Square Mile workaholics aside, most of us would prefer to have a little more leisure and a little less time in the office – and the example set by some other countries shows that it is possible. A thoughtful article by economist Douglas McWilliams, published yesterday, noted that the Netherlands has the shortest working week in the world, at 29 hours, with many Dutch folk deciding to stay at home altogether on Fridays.
Any such shift to a shorter working week comes with costs, however. Thus when Jeremy Corbyn’s Labour party floats the idea of a four-day week, eyebrows are raised. Corbyn and John McDonnell want to radically increase government spending and introduce an array of growth-sapping policies – the exact opposite of what is needed if we are to become wealthy enough to reduce our working hours.

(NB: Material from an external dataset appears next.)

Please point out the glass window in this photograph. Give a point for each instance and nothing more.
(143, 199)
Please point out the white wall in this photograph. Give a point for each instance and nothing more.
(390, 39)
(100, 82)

McWilliams, on the contrary, acknowledges an inevitable hit to the Treasury, necessitating a slimmer or significantly more-efficient state. Other factors that would help include lower housing costs and a big jump in productivity. While the former could be easily delivered through supply-side reforms, the latter remains a puzzle.
Productivity has been dire in the UK since the financial crisis, sitting around 16 per cent lower than peer economies. The outlook also remains grim, with a recent study from the US predicting that we will be the only advanced economy to experience falling productivity growth in 2019.
Factors behind the dip are numerous but also debatable. The proliferation of so-called zombie companies, underperforming businesses that refuse to die, is believed to be one factor; a study published yesterday by KPMG says that up to 14 per cent of listed UK companies had “zombie symptoms” last year, a scarily-high figure.
Another is a long-running lack of investment. Last month Bank of England governor Mark Carney argued that the political stalemate surrounding Brexit has held back investment at the exact time that other factors suggest it should be unlocked. It is a credible argument, and while there is no silver bullet to the productivity problem, Britain’s politicians could certainly help by putting in some long hours to resolve the mess they have got us all into.